Una dialettica vivace, importante che ha portato Milano ad una notevole crescita. Non era la sinistra della fuoriuscita dal capitalismo, non è stata una sinistra anti-occidentale anzi è stata molto filo-israeliana, per nulla anticlericale.

Ricordo un episodio. Quando i neofascisti speculando sul terrorismo di sinistra alimentarono una campagna per la pena di morte, il PCI era un po' imbrigliato, i democristiani un po' spaesati e io, segretario della federazione, ero un po' morto di paura perché questa raccolta di firme stava prendendo piede. Mi confortò Tognoli quando mi disse che "arrivano i nostri", che si sarebbe mosso il Cardinal Colombo, che c'era una discesa in campo dell'Arcivescovo contro questa barbarie della raccolta di firme per la pena di morte. Questo va ricordato perché c'è sempre stata grande dialettica e collaborazione.

Non erano anni semplici. C'era il terrorismo e c'era la crisi economica. Era una città in ginocchio. Ma una città che grazie alla sinistra riformista e grazie anche a una maggioranza di forze sociali, comprese  quelle che stavano fuori dalla maggioranza politica,   si è risollevata.

Si fa molta ironia sulla "Milano da bere". Ma abbiamo passato anni dove il centro di Milano era spento. Era una città spaventata, una città morta ed è stata questa stagione che ha riportato Milano in sella, ha fatto credere nuovamente a Milano.

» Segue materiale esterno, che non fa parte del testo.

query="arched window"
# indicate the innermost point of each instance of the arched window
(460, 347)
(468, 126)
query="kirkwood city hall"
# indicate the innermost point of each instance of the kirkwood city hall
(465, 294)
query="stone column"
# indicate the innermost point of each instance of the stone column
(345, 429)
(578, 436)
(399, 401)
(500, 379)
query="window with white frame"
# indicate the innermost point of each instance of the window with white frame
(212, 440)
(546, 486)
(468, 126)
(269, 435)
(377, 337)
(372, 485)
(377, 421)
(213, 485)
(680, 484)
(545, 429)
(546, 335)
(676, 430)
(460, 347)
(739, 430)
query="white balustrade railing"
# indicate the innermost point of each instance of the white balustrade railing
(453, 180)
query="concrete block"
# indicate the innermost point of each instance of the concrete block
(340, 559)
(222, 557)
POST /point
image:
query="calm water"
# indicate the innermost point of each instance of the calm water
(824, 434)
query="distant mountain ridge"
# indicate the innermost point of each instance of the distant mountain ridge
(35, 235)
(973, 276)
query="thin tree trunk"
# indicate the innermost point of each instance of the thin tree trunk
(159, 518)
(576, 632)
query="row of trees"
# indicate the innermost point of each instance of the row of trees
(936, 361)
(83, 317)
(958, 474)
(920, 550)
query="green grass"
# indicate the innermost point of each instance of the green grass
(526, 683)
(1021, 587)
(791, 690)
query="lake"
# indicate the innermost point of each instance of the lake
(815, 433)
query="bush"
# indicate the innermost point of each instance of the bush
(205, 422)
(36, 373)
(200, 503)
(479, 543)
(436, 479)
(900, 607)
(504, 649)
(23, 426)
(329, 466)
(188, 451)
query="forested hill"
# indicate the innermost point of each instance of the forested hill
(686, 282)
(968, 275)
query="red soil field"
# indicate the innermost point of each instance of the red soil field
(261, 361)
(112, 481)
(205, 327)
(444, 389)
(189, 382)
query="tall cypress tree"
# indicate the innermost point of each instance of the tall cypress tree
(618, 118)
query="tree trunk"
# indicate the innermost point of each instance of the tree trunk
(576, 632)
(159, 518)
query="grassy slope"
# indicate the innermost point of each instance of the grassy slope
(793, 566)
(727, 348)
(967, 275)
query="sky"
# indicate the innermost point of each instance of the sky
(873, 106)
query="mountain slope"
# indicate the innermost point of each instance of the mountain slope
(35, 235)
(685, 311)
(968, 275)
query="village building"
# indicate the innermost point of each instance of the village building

Non voglio con questo parlare male del '68 e di Mani Pulite. Io sono un assertore del"tutto ciò che è reale e razionale". C'è stato il '68? C'erano delle ragioni. C'è stato Mani Pulite? C'erano delle ragioni. Però io non sono un assertore del "tutto ciò che è razionale e reale" e cioè che bisogna scappare. Se mi si dice che bisogna fare una caccia all'uomo permanente, un '68 permanente,  Mani Pulite permanente comincio ad essere un po' disturbato e un po' preoccupato.

Vado alla conclusione. Parlare male di Craxi è il rifugio delle persone inutili. A Milano quando uno non sa cosa dire, e non ha niente da dire e da fare, si mette a parlare male di Craxi allora diventa interessante ed importante quello che dice. Quando si è sconfitti si è un catalogo di errori. Ebbene Craxi non mi sembra sia stato sconfitto politicamente e alla luce del sole. Non è vero che non credeva in una evoluzione e in una riunificazione positiva della sinistra, guardava a un orizzonte del socialismo democratico e occidentale. A questo orizzonte non ci guardava il Partito Comunista e non ci ha guardato il Partito Comunista post 1989.

Che cos'è stata l'evoluzione della sinistra dopo il 1989? Anzi che cosa è stata l'evoluzione della sinistra milanese dopo il 1992 nel corso del post-comunismo? L'espulsione del riformismo comunista.

Leggevo l'articolo di un intellettuale che ammiro molto, Giuseppe Bedeschi, sulla cosiddetta destra comunista: Napolitano, Cervetti, Macaluso non avrebbero mai dato battaglia.

Credo che sarebbero molto attuali gli scritti di Amendola "Sacrifici senza contropartite" adesso che si parla di sciopero generale. Epifani farebbe bene forse a leggersi "Sacrifici senza contropartite", la lezione della FIAT che scrisse Giorgio Amendola. Ma se non avesse dato battaglia perché sarebbe stata cancellata?Addirittura si tentò di cancellarla fisicamente dalla mappa e dall'esistenza degli organismi dirigenti del Partito Comunista. La sinistra  del post-comunismo ha avuto una evoluzione che è stata scadenzata così: espulsione del riformismo comunista, espulsione del riformismo socialista, espulsione del riformismo cattolico. Basta pensare cosa succede a Bonanni.

Tra il '68 e Mani Pulite c'è stata una sinistra riformista per molti versi irripetibile, ma che rappresenta una matrice e una base. Noi abbiamo oggi una sinistra che invece rifiuta la sinistra vincente, la sinistra di governo, e vuole la sinistra del '68 e di Mani Pulite.